How an adult stepson and stepdaughter challenged their father's will and won partial provision through the courts.

Sean's father remarried when Sean was five years old. His new stepmother became the only parent figure he really knew. She raised him, looked after him through school, celebrated his milestones, and was there for him in every meaningful way. When his father passed away, Sean assumed the will would reflect this reality. It didn't. His father had left almost everything to his widow, with barely a mention of Sean and his sister.

Sean and his sister were now adults with families of their own, but the hurt was real. They had every reason to believe their father intended to provide for them. The will simply didn't match what they'd always understood about their relationship with him. They weren't trying to challenge their stepmother's inheritance—they just wanted recognition that they had depended on their father and had a legitimate claim to his estate.
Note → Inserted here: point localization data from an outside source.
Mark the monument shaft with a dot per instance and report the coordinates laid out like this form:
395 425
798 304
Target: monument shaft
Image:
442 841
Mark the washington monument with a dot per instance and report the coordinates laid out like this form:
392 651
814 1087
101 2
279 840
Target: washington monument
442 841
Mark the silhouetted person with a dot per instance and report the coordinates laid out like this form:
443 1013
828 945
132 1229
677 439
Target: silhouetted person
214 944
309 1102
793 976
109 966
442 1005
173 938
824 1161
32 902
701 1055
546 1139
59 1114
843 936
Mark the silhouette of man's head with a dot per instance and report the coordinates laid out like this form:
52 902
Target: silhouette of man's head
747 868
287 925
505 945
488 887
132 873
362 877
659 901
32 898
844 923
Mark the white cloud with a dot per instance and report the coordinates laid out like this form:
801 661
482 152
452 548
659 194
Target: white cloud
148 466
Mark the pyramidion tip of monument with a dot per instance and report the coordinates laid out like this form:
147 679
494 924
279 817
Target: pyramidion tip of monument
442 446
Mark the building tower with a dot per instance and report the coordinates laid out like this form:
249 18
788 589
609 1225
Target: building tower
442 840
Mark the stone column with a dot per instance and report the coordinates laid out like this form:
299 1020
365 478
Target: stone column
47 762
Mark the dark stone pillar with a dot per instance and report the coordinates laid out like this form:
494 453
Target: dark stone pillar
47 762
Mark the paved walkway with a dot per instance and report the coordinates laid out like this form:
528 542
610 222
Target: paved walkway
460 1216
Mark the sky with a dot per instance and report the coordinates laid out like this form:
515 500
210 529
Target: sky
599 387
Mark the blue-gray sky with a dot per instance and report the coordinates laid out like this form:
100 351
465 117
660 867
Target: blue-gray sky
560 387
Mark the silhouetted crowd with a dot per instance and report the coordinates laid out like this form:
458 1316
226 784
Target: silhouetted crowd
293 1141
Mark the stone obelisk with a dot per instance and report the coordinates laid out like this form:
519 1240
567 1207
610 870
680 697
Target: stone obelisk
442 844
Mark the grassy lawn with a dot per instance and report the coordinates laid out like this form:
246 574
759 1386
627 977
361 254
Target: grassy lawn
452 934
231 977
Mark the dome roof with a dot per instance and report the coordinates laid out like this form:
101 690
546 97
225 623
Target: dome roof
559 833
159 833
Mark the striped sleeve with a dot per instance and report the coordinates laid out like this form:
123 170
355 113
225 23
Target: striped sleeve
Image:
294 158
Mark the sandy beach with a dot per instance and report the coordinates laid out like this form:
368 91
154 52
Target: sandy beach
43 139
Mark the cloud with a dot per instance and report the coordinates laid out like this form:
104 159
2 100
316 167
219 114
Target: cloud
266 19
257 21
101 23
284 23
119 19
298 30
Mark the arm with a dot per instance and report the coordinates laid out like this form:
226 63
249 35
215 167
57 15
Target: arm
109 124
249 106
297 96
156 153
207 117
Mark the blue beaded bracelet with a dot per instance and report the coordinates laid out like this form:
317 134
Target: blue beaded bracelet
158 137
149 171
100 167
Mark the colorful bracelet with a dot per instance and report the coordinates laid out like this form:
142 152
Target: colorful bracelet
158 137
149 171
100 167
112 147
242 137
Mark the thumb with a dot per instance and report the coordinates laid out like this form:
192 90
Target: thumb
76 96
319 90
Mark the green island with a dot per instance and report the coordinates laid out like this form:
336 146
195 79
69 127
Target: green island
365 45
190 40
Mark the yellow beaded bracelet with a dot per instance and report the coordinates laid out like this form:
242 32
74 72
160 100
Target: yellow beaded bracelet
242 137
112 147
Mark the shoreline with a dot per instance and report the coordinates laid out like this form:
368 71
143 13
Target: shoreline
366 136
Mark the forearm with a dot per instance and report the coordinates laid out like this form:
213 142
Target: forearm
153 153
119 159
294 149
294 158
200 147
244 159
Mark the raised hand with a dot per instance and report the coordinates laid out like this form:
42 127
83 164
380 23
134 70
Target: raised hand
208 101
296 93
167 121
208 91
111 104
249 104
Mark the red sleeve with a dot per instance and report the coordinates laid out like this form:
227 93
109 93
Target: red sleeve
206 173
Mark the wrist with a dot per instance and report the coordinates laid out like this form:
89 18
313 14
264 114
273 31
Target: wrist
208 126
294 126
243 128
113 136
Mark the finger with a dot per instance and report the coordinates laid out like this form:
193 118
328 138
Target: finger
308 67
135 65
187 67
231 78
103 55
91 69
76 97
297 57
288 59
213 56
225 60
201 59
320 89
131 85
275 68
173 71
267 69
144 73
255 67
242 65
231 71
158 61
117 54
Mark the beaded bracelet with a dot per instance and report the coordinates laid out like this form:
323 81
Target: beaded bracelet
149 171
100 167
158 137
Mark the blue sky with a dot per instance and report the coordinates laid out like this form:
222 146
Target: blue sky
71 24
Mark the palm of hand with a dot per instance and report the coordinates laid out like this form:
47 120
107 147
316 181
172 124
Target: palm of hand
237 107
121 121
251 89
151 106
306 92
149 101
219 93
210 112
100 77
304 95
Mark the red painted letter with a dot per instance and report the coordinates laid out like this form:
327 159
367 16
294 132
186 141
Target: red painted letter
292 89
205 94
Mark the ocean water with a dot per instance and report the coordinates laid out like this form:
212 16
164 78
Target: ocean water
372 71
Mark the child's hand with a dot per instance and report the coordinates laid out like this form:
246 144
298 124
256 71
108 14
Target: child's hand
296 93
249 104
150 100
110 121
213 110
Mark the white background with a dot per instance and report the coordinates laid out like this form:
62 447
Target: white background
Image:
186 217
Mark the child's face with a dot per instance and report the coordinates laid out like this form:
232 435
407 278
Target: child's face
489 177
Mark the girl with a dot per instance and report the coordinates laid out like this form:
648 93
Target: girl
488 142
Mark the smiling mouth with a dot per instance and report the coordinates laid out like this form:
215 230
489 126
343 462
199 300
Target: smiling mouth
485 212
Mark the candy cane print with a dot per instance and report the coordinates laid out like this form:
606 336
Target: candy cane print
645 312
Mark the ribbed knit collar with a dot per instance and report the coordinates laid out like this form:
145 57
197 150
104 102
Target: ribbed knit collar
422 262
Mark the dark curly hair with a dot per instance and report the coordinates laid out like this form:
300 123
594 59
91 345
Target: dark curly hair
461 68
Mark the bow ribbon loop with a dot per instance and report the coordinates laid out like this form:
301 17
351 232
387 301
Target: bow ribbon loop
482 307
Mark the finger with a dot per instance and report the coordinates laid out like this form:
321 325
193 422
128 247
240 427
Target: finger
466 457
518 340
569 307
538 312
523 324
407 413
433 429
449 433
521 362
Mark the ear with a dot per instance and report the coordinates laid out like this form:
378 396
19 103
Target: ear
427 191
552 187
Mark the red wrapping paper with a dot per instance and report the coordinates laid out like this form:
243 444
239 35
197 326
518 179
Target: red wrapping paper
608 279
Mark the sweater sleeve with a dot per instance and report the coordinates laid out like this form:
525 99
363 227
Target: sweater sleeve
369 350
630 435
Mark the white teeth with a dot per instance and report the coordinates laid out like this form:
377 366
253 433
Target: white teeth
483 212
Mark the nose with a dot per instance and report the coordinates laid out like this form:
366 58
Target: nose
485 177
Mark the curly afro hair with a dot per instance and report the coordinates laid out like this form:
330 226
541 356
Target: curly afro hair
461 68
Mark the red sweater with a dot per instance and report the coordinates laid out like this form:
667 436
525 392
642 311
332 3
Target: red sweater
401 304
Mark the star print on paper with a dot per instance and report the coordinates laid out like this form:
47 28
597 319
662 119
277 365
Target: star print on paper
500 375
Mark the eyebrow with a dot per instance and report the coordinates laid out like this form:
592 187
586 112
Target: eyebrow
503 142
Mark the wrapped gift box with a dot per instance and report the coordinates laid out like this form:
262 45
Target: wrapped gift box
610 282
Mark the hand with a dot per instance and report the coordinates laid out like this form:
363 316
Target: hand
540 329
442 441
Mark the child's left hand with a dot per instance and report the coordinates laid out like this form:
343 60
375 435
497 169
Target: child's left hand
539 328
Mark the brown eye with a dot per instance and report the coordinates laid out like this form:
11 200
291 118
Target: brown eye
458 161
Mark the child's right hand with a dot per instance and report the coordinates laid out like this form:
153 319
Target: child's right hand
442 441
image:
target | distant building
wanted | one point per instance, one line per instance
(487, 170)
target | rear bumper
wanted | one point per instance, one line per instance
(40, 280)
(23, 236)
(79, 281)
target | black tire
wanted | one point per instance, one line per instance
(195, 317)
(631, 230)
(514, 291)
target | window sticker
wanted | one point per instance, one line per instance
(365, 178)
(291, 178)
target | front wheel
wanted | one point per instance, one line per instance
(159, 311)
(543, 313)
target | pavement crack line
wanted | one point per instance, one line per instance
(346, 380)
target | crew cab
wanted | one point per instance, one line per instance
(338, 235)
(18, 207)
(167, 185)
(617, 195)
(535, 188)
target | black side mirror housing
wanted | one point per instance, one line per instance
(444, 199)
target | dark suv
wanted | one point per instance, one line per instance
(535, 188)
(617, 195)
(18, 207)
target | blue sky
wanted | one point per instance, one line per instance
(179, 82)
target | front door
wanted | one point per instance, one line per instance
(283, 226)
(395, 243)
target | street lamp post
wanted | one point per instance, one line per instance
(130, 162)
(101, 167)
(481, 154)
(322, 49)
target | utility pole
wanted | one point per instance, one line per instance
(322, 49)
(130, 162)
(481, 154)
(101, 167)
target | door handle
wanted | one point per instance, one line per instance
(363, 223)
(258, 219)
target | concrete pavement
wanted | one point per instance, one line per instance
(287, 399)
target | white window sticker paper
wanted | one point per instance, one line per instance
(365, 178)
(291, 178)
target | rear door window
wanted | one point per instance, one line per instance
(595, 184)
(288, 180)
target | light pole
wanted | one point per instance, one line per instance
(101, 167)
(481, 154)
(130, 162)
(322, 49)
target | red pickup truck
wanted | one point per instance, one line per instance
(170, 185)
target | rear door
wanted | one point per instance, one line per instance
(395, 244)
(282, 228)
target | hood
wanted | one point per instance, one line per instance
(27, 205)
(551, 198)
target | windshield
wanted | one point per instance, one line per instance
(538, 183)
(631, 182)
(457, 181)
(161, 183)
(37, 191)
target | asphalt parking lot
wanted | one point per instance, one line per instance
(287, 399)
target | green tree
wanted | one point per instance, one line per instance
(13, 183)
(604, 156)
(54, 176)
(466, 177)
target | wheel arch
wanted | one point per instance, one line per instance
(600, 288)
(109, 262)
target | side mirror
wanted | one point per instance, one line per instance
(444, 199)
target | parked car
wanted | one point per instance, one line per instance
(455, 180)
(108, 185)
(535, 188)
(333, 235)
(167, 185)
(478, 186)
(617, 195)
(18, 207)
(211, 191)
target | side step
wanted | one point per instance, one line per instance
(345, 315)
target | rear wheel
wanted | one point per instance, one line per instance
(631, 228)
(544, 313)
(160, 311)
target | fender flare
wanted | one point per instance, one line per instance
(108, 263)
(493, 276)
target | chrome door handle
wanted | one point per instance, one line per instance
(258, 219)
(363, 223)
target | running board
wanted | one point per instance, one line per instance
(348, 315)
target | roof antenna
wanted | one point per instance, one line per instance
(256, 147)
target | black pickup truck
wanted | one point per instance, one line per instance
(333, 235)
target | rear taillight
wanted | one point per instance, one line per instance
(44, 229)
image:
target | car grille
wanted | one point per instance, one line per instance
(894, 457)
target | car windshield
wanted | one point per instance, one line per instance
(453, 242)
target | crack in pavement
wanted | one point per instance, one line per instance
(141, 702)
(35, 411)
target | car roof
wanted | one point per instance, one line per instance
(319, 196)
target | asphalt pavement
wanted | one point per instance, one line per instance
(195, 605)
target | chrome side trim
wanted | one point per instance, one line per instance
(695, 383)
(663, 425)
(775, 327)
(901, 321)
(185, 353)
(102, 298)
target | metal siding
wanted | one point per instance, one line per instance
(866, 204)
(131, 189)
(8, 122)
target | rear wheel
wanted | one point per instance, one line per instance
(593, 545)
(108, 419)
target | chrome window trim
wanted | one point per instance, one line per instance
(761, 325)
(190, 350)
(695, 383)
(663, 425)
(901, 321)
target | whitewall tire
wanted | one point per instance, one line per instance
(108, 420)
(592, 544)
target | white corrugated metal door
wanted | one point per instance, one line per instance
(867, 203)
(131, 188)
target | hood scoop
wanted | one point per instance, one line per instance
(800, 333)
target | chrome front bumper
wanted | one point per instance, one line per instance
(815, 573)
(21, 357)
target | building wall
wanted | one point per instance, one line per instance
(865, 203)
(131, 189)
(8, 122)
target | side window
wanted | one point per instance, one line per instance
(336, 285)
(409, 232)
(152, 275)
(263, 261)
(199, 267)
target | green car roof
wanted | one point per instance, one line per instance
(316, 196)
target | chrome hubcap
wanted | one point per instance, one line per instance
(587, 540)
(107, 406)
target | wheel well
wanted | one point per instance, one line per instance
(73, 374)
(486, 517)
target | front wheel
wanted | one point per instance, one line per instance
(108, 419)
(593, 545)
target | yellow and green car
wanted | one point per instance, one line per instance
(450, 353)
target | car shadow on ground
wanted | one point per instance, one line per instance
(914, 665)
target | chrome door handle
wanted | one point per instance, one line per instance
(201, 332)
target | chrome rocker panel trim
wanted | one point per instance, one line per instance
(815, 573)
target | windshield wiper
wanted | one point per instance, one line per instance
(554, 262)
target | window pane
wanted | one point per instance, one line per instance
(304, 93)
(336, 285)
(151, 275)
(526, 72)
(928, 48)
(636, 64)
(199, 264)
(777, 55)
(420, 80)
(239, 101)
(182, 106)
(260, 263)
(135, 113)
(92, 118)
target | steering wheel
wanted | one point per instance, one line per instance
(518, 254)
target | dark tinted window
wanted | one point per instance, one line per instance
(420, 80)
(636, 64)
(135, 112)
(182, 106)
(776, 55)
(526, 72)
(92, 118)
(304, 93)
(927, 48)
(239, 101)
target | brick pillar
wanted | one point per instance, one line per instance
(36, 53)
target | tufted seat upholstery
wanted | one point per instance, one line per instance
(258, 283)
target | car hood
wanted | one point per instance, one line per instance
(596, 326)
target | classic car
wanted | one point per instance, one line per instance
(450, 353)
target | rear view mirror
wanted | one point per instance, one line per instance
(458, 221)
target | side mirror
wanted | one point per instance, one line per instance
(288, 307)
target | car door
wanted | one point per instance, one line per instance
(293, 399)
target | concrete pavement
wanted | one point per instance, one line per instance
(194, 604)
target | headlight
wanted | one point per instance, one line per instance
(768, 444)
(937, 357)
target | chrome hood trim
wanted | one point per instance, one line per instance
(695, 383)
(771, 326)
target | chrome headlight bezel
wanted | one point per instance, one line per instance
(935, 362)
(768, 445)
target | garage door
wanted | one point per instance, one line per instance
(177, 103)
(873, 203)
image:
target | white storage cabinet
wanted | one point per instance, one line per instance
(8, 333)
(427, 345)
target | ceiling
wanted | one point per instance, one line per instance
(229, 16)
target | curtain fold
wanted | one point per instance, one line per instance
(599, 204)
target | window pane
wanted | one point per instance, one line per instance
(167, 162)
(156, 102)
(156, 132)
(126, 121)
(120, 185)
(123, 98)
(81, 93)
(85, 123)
With legal advice, they made an application under Section 117 of the Succession Act 1965. This is the law that allows people who weren't adequately provided for in a will to ask a court to change things. Their case was straightforward: they had been raised as part of the family from childhood, they had a real relationship with their father, and the will made no sense given those facts. The court agreed. It ordered that a portion of the estate be divided between them, alongside what their stepmother received.

What the Law Says

Under Section 117 of the Succession Act 1965, a person who was dependent on the deceased (or who had a moral duty to support them) can apply to court if they haven't been adequately provided for in the will. The court can order that money or property be given to them from the estate. This applies to stepchildren, adult children, spouses, and others. The court looks at the relationship, the financial circumstances, and what the deceased would reasonably have been expected to do.

⏱️ Time Limits Matter

You must make a Section 117 application within six months of the grant of probate. This is a strict deadline. If you miss it, you'll need special permission from the court to proceed, which is difficult to get. Don't wait or hope the issue will resolve itself—act quickly if you believe you have a claim.